BOEING SUSPENDE TEMPORARIAMENTE VOOS DO 737 MAX 8

A Boeing anunciou nesta quarta-feira, dia 10 de maio, que suspendeu temporariamente os voos de testes do novo avião comercial 737 MAX 8, devido a possíveis problemas nos motores CFM International LEAP-1B.
 
A suspensão surge após a fábrica de motores ter notificado a construtora aeroespacial norte-americana sobre uma questão de qualidade, na turbina de baixa pressão dos motores LEAP-1B.

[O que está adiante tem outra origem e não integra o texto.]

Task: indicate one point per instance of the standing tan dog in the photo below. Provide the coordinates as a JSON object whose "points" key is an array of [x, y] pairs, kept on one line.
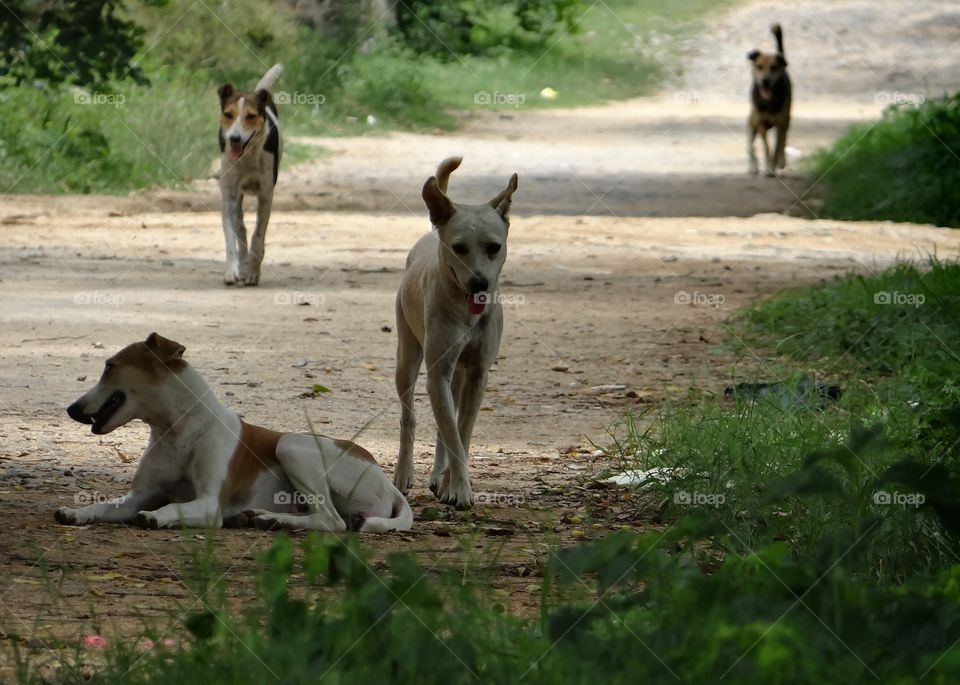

“A CFM notificou-nos sobre um potencial problema de qualidade no fabrico do eixo da turbina de baixa pressão (LPT) nos motores LEAP-1B “, refere um comunicado distribuído pela Boeing. 
“Estamos a trabalhar com a CFM para inspecionar os eixos em questão. A CFM e o seu fornecedor notificaram-nos ao descobrir o problema como parte do seu processo de inspeção de qualidade. No entanto, não verificámos nenhum problema associado ao LPT durante o nosso programa de testes do modelo MAX, em andamento.”
“O programa de testes de voo do MAX 8 já realizou mais de 2.000 horas de voo, passando por inspeções minuciosas”, reforçou a Boeing. Em abril, a construtora completou a certificação para o ETOPS de 180 minutos, com simulação de 3.000 ciclos em bancada de testes para certificar a confiabilidade de operação do motor.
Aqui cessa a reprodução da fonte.